Nicholas Hoult resume na sua própria interpretação a condução de Eastwood: absolutamente contido, mas com um mar de emoções de sentimentos em conflito na sua interpretação que saem de maneira extremamente sensível misturando medo, doçura e tensão seja com o seu corpo ou com o seu rosto. Zoey Deutch e Toni Collette também se revelam brilhantes enchendo de profundidades de interpretação personagens que poderiam ser só estereótipos, mas não são, pela sensibilidade da narrativa em olhar pra seus conflitos, camadas e as suas intérpretes. Todos estão tão completos numa unidade mundana e compõe um painel de um Estados Unidos comum que acaba sendo complexificado por Eastwood (impressionante o trabalho de sotaque tanto de Hoult quanto de Collette). Um ótimo J.K. Simmons num papel divertidíssimo que ele se encaixa como uma luva é mais um dos vários indicativos da habilidade mágica de Clint com a escalação de seus atores. Toque de mestre seu personagem sair de cena assim que o filme é totalmente dominado pelos seus aspectos mais sombrios.

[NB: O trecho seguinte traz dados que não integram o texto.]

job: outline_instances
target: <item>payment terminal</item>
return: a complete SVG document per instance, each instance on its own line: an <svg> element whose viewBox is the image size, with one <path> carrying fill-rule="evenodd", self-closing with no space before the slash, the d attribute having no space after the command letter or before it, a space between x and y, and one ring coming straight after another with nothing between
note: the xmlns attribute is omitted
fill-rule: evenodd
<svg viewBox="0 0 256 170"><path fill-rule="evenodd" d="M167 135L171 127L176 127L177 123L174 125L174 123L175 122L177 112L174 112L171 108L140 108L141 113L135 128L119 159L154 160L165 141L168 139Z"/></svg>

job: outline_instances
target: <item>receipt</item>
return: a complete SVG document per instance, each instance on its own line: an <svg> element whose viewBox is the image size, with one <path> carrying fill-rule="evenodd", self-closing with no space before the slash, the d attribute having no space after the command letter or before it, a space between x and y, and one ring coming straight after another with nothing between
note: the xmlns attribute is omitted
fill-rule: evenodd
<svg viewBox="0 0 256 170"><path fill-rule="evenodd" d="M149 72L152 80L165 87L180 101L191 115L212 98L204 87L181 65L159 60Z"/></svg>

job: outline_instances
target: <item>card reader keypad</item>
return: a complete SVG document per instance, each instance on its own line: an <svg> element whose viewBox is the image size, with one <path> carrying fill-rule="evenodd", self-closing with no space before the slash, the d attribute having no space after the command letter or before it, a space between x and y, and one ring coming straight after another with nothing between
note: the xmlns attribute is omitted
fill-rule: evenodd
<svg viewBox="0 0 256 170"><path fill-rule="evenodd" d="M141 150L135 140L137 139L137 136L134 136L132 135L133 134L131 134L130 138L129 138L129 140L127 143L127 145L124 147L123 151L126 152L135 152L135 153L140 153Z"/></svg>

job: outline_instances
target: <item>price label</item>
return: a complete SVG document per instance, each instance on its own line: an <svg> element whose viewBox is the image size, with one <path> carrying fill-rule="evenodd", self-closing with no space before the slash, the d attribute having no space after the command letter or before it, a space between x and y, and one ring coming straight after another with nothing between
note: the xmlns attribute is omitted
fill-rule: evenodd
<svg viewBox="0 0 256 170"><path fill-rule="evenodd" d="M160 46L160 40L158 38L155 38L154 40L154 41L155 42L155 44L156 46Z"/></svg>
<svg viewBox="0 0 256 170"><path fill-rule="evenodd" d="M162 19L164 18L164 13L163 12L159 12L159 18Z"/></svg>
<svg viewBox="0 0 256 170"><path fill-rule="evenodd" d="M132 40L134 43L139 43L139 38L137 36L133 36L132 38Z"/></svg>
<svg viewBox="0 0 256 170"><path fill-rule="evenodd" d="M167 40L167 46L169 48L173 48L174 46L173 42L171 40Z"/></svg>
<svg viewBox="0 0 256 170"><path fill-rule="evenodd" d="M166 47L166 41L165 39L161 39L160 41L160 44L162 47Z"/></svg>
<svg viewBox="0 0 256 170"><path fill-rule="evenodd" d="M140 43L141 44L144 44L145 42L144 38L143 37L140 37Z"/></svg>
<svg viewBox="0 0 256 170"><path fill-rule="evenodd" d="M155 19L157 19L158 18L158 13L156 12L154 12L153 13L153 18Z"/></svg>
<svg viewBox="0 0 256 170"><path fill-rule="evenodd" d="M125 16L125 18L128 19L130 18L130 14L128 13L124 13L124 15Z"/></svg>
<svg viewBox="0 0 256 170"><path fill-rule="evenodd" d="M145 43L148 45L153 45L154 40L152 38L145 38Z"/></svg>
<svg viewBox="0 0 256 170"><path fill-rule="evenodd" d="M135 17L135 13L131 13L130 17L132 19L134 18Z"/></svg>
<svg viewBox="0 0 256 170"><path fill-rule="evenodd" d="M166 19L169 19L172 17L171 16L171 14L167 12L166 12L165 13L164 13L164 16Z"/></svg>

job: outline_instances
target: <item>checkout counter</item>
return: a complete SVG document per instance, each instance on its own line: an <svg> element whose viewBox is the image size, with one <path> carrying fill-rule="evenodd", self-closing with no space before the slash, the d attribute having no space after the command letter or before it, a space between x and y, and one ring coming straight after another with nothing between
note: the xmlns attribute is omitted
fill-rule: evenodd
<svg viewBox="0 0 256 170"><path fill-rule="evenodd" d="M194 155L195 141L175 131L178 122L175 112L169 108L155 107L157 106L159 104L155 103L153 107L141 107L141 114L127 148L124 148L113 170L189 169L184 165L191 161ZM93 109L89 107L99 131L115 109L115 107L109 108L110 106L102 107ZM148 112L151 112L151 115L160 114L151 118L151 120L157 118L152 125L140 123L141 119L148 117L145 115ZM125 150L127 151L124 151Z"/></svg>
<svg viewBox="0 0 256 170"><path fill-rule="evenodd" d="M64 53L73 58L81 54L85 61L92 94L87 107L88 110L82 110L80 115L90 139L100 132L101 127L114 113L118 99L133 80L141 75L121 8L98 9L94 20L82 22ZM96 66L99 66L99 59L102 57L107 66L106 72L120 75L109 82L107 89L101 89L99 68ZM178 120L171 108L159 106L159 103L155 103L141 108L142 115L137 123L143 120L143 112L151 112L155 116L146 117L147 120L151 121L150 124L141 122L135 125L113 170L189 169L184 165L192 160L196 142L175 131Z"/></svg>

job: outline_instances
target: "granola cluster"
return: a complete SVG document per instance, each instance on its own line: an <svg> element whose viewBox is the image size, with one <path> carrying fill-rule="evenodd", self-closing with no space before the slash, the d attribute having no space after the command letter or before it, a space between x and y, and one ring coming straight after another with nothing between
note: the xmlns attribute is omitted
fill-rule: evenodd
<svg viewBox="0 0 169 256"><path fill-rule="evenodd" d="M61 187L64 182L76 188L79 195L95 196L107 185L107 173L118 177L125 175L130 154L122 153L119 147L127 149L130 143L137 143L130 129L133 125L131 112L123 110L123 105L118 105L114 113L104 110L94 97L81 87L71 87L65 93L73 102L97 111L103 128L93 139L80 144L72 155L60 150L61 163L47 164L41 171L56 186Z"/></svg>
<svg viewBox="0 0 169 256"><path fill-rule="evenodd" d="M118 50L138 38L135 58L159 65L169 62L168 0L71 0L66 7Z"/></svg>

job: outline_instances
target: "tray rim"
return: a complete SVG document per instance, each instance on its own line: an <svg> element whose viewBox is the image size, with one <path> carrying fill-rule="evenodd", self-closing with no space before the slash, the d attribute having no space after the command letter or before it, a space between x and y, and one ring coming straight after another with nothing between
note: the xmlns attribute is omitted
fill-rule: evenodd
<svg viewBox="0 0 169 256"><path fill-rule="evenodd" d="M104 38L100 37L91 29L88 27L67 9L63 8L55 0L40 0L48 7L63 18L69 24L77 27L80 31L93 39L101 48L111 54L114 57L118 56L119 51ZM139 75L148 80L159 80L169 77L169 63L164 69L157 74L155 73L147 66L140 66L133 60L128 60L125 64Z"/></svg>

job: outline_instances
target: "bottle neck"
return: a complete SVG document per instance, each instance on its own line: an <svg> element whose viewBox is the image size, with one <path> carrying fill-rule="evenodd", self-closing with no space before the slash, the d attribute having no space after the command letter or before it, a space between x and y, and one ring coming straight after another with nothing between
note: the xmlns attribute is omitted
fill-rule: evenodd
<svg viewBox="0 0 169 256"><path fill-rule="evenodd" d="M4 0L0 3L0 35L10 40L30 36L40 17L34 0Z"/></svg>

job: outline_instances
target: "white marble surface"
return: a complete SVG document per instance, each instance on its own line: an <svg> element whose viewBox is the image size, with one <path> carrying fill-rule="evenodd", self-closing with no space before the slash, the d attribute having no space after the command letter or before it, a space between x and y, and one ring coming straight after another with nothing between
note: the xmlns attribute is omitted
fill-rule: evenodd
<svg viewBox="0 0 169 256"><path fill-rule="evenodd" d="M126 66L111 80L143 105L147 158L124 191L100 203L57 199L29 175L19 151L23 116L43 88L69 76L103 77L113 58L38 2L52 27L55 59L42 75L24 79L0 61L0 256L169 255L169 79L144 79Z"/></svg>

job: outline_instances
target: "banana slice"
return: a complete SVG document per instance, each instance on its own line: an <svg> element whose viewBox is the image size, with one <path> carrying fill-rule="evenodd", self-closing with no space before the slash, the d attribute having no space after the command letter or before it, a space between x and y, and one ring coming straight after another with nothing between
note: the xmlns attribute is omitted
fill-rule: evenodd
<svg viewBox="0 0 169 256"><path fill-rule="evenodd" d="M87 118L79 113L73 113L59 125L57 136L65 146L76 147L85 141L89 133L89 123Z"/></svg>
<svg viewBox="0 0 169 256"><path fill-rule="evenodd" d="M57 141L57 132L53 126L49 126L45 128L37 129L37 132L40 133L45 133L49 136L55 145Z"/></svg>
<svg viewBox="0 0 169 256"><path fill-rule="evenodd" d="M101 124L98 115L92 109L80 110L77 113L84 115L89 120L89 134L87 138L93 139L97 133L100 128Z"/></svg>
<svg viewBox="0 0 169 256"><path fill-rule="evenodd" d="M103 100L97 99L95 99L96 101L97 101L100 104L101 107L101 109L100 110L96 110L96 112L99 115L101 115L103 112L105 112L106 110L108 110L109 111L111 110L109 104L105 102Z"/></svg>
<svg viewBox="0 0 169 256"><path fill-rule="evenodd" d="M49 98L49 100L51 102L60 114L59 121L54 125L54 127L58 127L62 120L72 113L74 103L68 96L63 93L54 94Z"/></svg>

Desde American Sniper (2014) Clint radicaliza o seu conhecido numa ideia de ainda mais sobriedade e concisão. Tenho muitas dúvidas se veremos algum outro filme com esse mesmo nível tão extremo, tão alto e tão puro de linguagem clássica no cinema de hoje em dia. Talvez esse seja um dos filmes do Eastwood que mais levam longe e radicalmente a sua veia “mac–mahonista” (uma vertente da crítica francesa dissidente da Cahiers du Cinema que não veneram nem um cinema estilizado e nem um cinema de realismo intimista mais cru, e sim um cinema classicista discreto, sóbrio e econômico mas extremamente preciso, imaginativo e inteligente) sempre presente. O tipo de filme que imagino que alegraria demais o Pierre Rissient, um dos principais críticos franceses ligados ao “mac–mahonismo” e um dos maiores (se não o maior) defensores do cinema do Eastwood desde sempre. A cena final onde o filme decide abraçar de vez a ambiguidade (o tema central da obra do Clint) é de uma secura, de uma amargura, de um aspecto sombrio, devastador, de uma tradução do sentimento de fracasso que vai vir de qualquer jeito não importando qual escolha seja feita. É de uma assertividade narrativa, de uma discrição dramática e de uma precisão cênica na sua sutileza e economia que é algo de levantar e bater palmas em outro jogo de trocas de olhares e aproximações suaves mas tensas de câmera. São sutilezas e sacadas como essa que fazem ele tão gigante e diferenciado.
Acho que nenhum outro cineasta conseguiu representar tão bem esse conceito que o “menos é mais”. Num mundo em que ás vezes só a megalomania, o escopo, o exibicionismo, o virtuosismo, a auto–importância e a auto–afirmação são valorizadas, ele nadou contra essa maré e soube fazer isso chegando várias e várias vezes ao máximo do domínio, imaginação e inventividade do seu estilo como aqui. Fazendo esse cinema clássico, intenso e ambíguo dominado pelas sombras e pelas trevas da humanidade em embates com a luz da vida.